KIRKINDAN SONRA COŞAN, YAŞLANDIKÇA VERİMLİLİĞİ ARTAN GÜZEL AĞAÇ VE ONUN ŞURUBU AKÇAAĞAÇ ŞURUBU ( MAPLE SYRUP ) (ÇINAR ŞURUBU) – GEZGİN YÜZLER GRUBU
KIRKINDAN SONRA COŞAN, YAŞLANDIKÇA VERİMLİLİĞİ ARTAN GÜZEL AĞAÇ VE ONUN ŞURUBU
AKÇAAĞAÇ ŞURUBU ( MAPLE SYRUP ) (ÇINAR ŞURUBU) – GEZGİN YÜZLER GRUBU
Son zamanlarda doğallığından dolayı sıkça adını duymaya başladığımız akçaağaç şurubu hakkında epey ilginç bilgiyi Kanada gezimiz esnasında edindik çünkü Kanada bu şurubun dünyadaki birinci üreticisi. Kanada yerlilerinin tüm dünyaya hediye ettiği güzel ve doğal bir besin maddesi.

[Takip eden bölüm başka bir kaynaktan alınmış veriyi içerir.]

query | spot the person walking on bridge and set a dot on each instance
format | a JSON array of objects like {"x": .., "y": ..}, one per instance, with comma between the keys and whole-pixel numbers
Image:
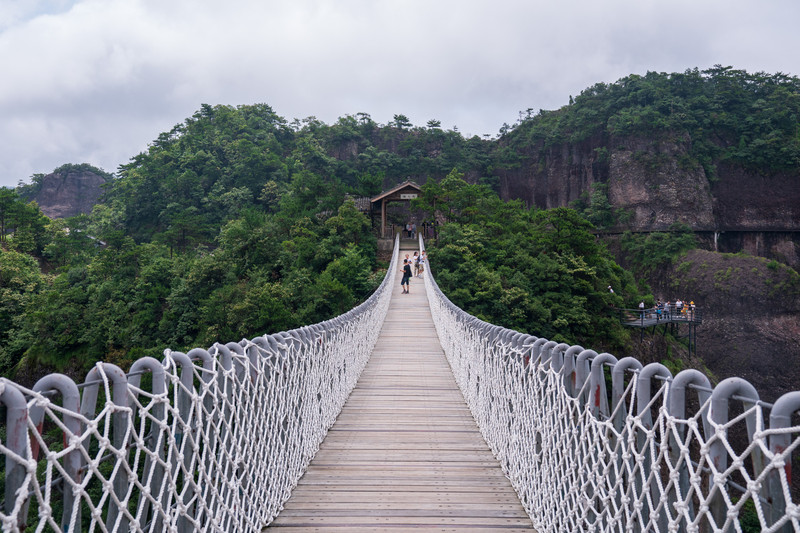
[{"x": 406, "y": 275}]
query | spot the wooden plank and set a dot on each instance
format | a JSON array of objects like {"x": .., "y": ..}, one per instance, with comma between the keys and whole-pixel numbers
[{"x": 405, "y": 453}]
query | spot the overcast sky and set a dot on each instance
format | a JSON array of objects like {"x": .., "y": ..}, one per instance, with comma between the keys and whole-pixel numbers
[{"x": 95, "y": 81}]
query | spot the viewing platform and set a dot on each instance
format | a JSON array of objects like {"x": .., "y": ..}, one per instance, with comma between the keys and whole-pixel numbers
[
  {"x": 644, "y": 318},
  {"x": 405, "y": 453}
]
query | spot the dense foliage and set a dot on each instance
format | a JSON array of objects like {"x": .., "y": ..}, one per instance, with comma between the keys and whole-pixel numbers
[
  {"x": 541, "y": 272},
  {"x": 237, "y": 222}
]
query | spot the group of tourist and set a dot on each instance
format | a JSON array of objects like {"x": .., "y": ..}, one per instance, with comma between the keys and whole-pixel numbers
[
  {"x": 412, "y": 266},
  {"x": 680, "y": 309}
]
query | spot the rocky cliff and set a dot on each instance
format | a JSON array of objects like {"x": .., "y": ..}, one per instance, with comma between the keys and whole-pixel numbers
[
  {"x": 751, "y": 316},
  {"x": 68, "y": 193},
  {"x": 657, "y": 183}
]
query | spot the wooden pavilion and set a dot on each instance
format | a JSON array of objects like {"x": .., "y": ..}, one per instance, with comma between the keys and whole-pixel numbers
[{"x": 405, "y": 192}]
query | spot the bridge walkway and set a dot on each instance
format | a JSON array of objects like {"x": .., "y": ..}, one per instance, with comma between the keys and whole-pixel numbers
[{"x": 405, "y": 453}]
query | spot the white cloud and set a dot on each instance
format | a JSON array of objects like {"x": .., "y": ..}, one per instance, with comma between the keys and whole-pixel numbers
[{"x": 96, "y": 80}]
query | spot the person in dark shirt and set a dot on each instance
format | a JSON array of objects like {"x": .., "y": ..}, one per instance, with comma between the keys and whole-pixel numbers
[{"x": 406, "y": 275}]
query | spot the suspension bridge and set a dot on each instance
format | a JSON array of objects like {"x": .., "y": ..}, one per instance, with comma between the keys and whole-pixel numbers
[{"x": 404, "y": 413}]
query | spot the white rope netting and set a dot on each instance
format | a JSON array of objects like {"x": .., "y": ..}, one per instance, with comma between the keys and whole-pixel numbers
[
  {"x": 651, "y": 452},
  {"x": 211, "y": 440}
]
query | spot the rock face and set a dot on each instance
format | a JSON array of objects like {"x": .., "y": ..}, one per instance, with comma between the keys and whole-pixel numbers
[
  {"x": 751, "y": 316},
  {"x": 66, "y": 194},
  {"x": 658, "y": 184}
]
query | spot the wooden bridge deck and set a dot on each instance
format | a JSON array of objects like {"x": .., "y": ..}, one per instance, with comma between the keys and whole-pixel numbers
[{"x": 405, "y": 453}]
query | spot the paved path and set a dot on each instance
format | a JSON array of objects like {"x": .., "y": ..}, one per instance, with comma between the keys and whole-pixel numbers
[{"x": 405, "y": 453}]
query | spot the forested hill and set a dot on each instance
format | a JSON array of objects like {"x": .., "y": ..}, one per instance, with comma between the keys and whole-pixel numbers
[
  {"x": 235, "y": 222},
  {"x": 718, "y": 150}
]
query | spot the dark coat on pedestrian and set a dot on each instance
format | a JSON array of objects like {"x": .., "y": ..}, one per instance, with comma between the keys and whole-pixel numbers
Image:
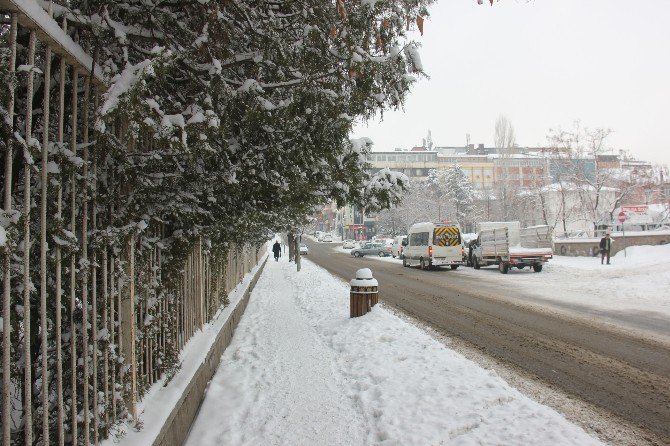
[{"x": 605, "y": 244}]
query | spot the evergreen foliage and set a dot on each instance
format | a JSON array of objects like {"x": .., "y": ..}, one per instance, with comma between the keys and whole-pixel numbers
[{"x": 223, "y": 121}]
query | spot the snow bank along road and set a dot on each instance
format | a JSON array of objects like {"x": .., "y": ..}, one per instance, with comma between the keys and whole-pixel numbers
[{"x": 620, "y": 370}]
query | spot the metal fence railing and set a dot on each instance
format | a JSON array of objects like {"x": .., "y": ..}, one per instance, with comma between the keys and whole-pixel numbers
[{"x": 91, "y": 316}]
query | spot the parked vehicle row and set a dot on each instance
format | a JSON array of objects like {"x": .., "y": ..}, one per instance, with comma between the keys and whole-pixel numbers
[
  {"x": 433, "y": 245},
  {"x": 506, "y": 245},
  {"x": 370, "y": 248},
  {"x": 323, "y": 236}
]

Kanada ve özellikle Quebec, dünyanın en büyük şurup üreticisi olup toplam üretimin % 72 si bu ülke tarafından karşılanmaktadır. ABD ( özellikle Belmont ve New Hampshire eyaletlerinde) %5, en son Japonya ve Güney Kore daha az oranda üretime katılıyorlar. Bu güzel ve tatlı besini en çok Japonlar seviyorlar, ürettikleri miktar kendilerine yetmediğinden, Kanada’dan satın alıyorlar. Yine diğer üreticilerden ABD de önemli alıcılardan biridir. Dünyada 50 ülkeye ihracat yapılmaktaymış.
Akçaağaç; “Sapindaceae” familyasındandır ve bilimsel adı; “Acer” dir. Dünya genelinde 200 çeşit akçaağaç bulunmaktadır. Soğuğa dayanıklı olan bu ağaç türü, sıcak ve kuru havayı pek sevmemektedir. En sık yetiştiği yerler; Kuzey Amerika ile Asya, Avrupa ve Afrika’nın kuzeyleridir. Ülkemizde yaklaşık 10 çeşit akçaağaç bulunmaktadır ve bunlar daha çok Karadeniz, Marmara, Ege ve Trakya bölgelerinde yaşamaktadırlar. Ülkemizde şurup imalatı yapılmamaktadır.
Biz, Quebec de üretim yapan firmalardan birini ( Chez Dany )ziyaret ettik ve bize hem ağaç hem de şurup üretimi konusunda bilgiler verip, tadım da yaptırdılar.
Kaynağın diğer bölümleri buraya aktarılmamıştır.